After finding himself laid off in February 2008, Garner mowed lawns and worked doing any odds and ends he could find to pay the bills, but that only went so far. Before long, the bank wanted his house back.
With no home, no job and no prospects, Garner boarded a bus headed for northwest Arkansas, hoping the job market would be better here.

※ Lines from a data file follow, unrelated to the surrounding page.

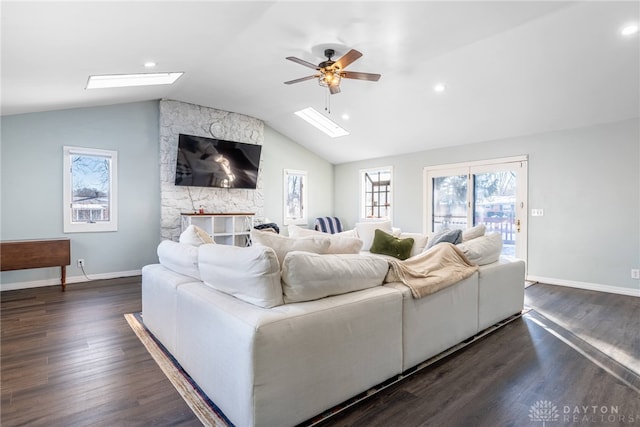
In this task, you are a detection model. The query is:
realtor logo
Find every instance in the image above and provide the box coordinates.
[529,400,560,427]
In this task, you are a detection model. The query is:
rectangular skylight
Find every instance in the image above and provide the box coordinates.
[295,107,349,138]
[87,73,184,89]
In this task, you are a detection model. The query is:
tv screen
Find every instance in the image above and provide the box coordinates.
[175,134,262,189]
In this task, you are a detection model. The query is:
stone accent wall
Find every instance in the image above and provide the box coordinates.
[160,100,264,241]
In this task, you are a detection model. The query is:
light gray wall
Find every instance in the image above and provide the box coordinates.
[262,126,334,234]
[334,119,640,291]
[0,101,333,287]
[0,102,160,284]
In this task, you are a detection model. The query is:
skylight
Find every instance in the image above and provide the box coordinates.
[295,107,349,138]
[87,73,184,89]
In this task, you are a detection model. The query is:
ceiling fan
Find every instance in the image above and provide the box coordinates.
[284,49,380,95]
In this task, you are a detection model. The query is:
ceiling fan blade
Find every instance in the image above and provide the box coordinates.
[340,71,381,82]
[284,74,320,85]
[287,56,320,70]
[333,49,362,70]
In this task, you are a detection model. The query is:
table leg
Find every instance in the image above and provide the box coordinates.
[60,265,67,292]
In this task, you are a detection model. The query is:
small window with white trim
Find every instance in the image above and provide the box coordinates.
[360,166,393,220]
[63,146,118,233]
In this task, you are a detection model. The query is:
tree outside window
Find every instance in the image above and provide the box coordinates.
[64,147,117,233]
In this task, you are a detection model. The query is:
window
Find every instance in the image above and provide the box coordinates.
[360,166,393,219]
[424,156,528,260]
[284,169,307,225]
[63,146,118,233]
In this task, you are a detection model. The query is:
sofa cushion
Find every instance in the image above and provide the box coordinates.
[251,229,331,265]
[458,233,502,265]
[288,224,362,254]
[462,224,487,242]
[282,251,389,303]
[370,229,414,260]
[394,232,429,256]
[424,230,462,250]
[158,240,200,280]
[355,221,393,251]
[179,224,215,246]
[198,245,283,308]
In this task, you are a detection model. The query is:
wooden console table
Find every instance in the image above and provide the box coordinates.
[0,239,71,291]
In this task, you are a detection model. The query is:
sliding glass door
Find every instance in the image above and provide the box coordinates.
[425,157,527,260]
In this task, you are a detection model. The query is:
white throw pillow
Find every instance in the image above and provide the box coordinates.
[198,245,283,308]
[179,224,215,246]
[462,224,487,242]
[356,221,393,251]
[458,233,502,265]
[251,228,331,265]
[288,224,362,254]
[282,252,389,303]
[158,240,200,280]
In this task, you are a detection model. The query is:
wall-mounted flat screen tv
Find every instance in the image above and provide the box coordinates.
[175,134,262,189]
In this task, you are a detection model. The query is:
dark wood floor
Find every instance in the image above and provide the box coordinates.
[0,277,201,427]
[0,278,640,427]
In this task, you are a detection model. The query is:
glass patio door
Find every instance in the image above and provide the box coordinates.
[425,157,527,260]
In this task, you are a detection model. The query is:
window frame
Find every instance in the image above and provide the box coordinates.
[359,166,394,221]
[62,145,118,233]
[282,169,308,225]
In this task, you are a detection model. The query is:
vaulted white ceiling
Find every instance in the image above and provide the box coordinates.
[0,1,640,163]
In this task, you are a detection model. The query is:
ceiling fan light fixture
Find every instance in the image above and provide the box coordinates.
[295,107,349,138]
[318,70,342,87]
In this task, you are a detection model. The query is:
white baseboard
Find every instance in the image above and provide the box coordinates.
[527,276,640,297]
[0,270,142,291]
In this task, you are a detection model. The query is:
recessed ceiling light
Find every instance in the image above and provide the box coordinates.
[620,24,638,36]
[295,107,349,138]
[87,73,184,89]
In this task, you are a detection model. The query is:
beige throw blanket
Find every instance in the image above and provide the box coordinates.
[385,243,478,298]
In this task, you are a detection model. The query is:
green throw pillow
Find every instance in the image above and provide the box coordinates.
[370,229,413,260]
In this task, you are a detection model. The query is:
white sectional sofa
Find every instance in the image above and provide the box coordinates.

Since he arrived two months ago, Garner has put in work applications in hopes of getting a job as a mechanic or a hotel maintenance man, or just anything he can do to make an honest day's wage, he said.
Shortly after arriving in Bentonville, Garner decided he needed some form of transportation to allow him to travel to and from job interviews. With that in mind, he started to build a motorized bicycle.
Using a bike that was donated to him through Helping Hands, Garner searched for parts in trash bins around town - anything he could find to make the bicycle work, he said.
He traded an old laptop computer to get the motor from a skateboard scooter. A piece of scrap metal he found one day became the bike's motor mount. He hit the jackpot when he found a solarpowered battery charger. He mounted the charger on the bike's handlebars to power his headlight and iPod.
With a maximum speed of 45 mph, Garner's bicycle gets him around town in a timely manner.
"I passed a guy on a scooter (Wednesday). When I passed him, I saw his mouth drop," Garner said. "I just slowed down a little bit, looked at him, sort of smiled a little bit, hit the gas and passed him by. I am sure he was thinking, 'How did I just get passed by a bicycle?'"
Everything on the bike - except for the belt and ring in the rear wheel's spokes that allows the motor to propel the bicycle - was assembled by Garner, he said.
The bicycle took Garner just more than two months to complete, which was like going to therapy, he said.
"This was a building project that was just healing to me," Garner said. "Put me in a garage full of parts and a few motors, and I would be just tickled."
If he is still unable to get a job in the coming weeks, Garner plans to ride his bicycle to Nebraska, where he has heard there are manufacturing jobs available.